Paying for goods and services has become more fluid due to the use of debit and credit cards, but this ease of access has made it easier for hackers and thieves to get a hold of financial resources. When this form of payment can be used to make purchases on the internet, mobile devices and stores, consumers are not always thinking about the potential risk.
The third version of the Payment Card Industry Data Security Standard (PCI DSS) provided new safety requirements for merchants, service providers, payment processes and financial institutions–organizations have until December 31, 2014 to fully implement these measures.
"[T]he new PCI DSS 3.0 appears to be moving from a security check box posture to a more holistic risk management approach," Bernard Zelmans, general manager at FireMon, a security management firm, told PC World. "This will hopefully entail a more security centric approach to PCI compliance rather than the least common denominator approach of earlier versions of PCI."
Stealing an individual's credit card number is easy, especially when a point-of-sale system is involved. Though the information is not permanently stored, the source reported that attackers have compromised a business' security measures "because their administrators used easy-to-guess passwords for remote access." This strategy to perform a data breach was one of many ways the Shadowcrew hacked NASDAQ, JC Penney and other prominent businesses for seven years.
While measures have increased for companies that regularly use credit cards as a form of payment, mobile security with cards is not a part of PCI DSS 3.0 standards—though guidelines for mobile data security was released. Businesses that depend on payment on these devices can develop their own business continuity plan to safeguard their client base from data breaches.

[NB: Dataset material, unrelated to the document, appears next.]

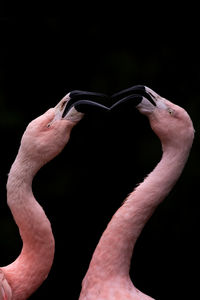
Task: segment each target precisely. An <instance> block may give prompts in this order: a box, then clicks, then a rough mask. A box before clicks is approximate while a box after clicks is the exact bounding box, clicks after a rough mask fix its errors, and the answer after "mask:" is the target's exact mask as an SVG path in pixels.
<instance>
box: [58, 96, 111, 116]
mask: <svg viewBox="0 0 200 300" xmlns="http://www.w3.org/2000/svg"><path fill="white" fill-rule="evenodd" d="M107 102H108V96H107V95H105V94H101V93H93V92H86V91H79V90H74V91H71V92H69V93H68V94H67V95H66V96H65V97H64V98H63V99H62V100H61V101H60V102H59V103H58V104H57V105H56V107H55V109H56V112H55V117H54V120H53V121H55V120H61V119H65V120H70V121H73V122H78V121H80V120H81V119H82V118H83V116H84V114H85V113H94V112H105V111H107V110H109V108H108V107H107V106H106V103H107ZM104 103H105V105H104Z"/></svg>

Though the PCI DSS is available, PCWorld explained that organizations can do a lot more to increase security, as these standards are meant to provide the bare minimum of controls. Some of the requirements like closely monitoring antivirus products, intrusion detection systems and firewalls, sounds like things that should already be happening, but time and again gaps in these areas have led to data breaches.
"Periodic reviews and communications should be performed to confirm that PCI DSS requirements continue to be in place and personnel are following secure processes," the standard stated.
Despite the December 2014 deadline, the new version of PCI DSS will go into effect on January 1, 2014. The PCI Security Council understands that implementing the new changes will take time. Business owners who want guidance on increasing their disaster recovery efforts to offset damage from data breaches may want to consider guidance from business continuity consultants.